Dudo que al morir Milan Kundera haya dejado orfandad mayor que entre los cubanos de mi generación. Al menos entre aquellos que desde mediados de los ochenta se tomaban el trabajo de leerse sus libros forrados con las páginas del periódico Granma o de cualquier revista soviética para encubrir tamaña herejía. Los que traficábamos aquellos libros como si de una droga dura e ilegal se tratara.
Sospecho
que la muerte del escritor, una muerte que a nadie sorprendió a sus 94 años, no ha causado tanto
desasosiego, tanto regreso a sus viejas frases entre checos y franceses, sus
compatriotas de origen o elección. Los primeros, porque hace rato le pasaron
página al totalitarismo que Kundera diseccionó tan bien y porque en realidad el
escritor nunca se esforzó por hacerse querer por sus compatriotas.
Hoy en
Praga no existen huellas notorias del paso de Kundera por la ciudad donde nació
su fama. Es llamativo el contraste con Kafka,
Hrabal y Hasek, a los que poco falta para que les consagren un parque temático,
si es que toda la ciudad de alguna manera no lo es: desde el museo y los monumentos a Kafka, a las dos
cervecerías que ofician como altares a Hrabal ―El tigre dorado, su
favorita y Una soledad demasiado ruidosa, nombrada por una de
sus novelas―, a la cadena de restaurants dedicada al buen soldado Sveik.
Los
franceses, por su parte, reaccionaron con sobria melancolía ante la muerte de
un exiliado ilustre. Podría conmoverlos que en las últimas décadas Kundera se
empeñara en escribir en francés, pero difícilmente compartieran su exótico
entusiasmo por desmontar un régimen demasiado lejano en el espacio y el tiempo.

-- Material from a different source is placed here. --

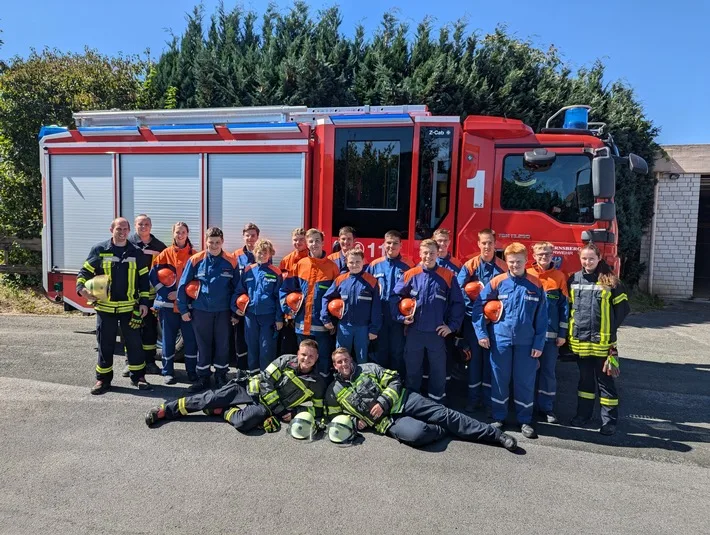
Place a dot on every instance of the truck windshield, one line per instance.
(563, 191)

“Kundera, novelista existencial, ha muerto”, anuncia Le Monde como si
se hubiera muerto la versión checa de Sartre y basta para saber que no lo
entendieron como mis compañeros de generación en Cuba.
Para
muchos de nosotros Kundera era algo íntimo. Más que escritor Famoso era casi un
pariente. No se trata de una cuestión temperamental, la típica exuberancia del
trópico saliendo a desfilar frente al féretro de un muerto famoso. Y es que,
trabados como estamos en la página totalitaria a la que los checos le dieron
vuelta hace más de tres décadas, Kundera nos ha seguido acompañando todos estos
años, incluso a los que hace tiempo dejaron de leerlo.
Fue el
checo quien, sin proponérselo, sin imaginárselo siquiera,
se convirtió en tutor de nuestra educación política y sentimental. Sus novelas
y cuentos no solo le daban sentido a nuestro difuso malestar hacia un régimen
que se erigía en campeón de la misma libertad que nos negaba. El autor de La
broma logró, con su meticulosa descripción de los avatares de almas
individuales frente a la desoladora realidad totalitaria, que nos sintiéramos
menos solos.
Porque,
en lugar de entretenerse con la opresión externa o las precariedades económicas
que abundan donde quiera que se impone el socialismo real, el checo prefirió
concentrarse en el drama individual de ser responsable de uno mismo, incluidas
las grandes y pequeñas traiciones que nos permitimos en medio de un sistema
dedicado a poner a prueba nuestras menores debilidades. Kundera nos enseñó que
el totalitarismo no era disculpa suficiente para dejar de pensarnos como
individuos, con nuestros propios infiernos personales, más allá del gran
infierno colectivo que nos abarcaba a todos. Y que de la interacción entre ambos
infiernos surgían tragedias que al mundo
no construido bajo principios colectivistas le eran ajenos.
Ante
esos dramas íntimos que desplegaba Kundera, Orwell nos parecía elemental. Y
Solzhenitsyn irremediablemente lejano: con Kundera no teníamos que pasar por
una versión local del Gulag para entenderlo. Tanto las diferencias culturales o
idiosincráticas de checos y cubanos, o la circunstancia de que la cerveza fuera
bastante más accesible en Praga que en La Habana, eran irrelevantes frente a
ese infinito generador de conflictos absurdos y humillaciones que es el comunismo.
Daba
igual que el primer secretario del partido se apellidara Husak o Castro, los
efectos y reacciones que el sistema producía en nuestras vidas eran idénticos.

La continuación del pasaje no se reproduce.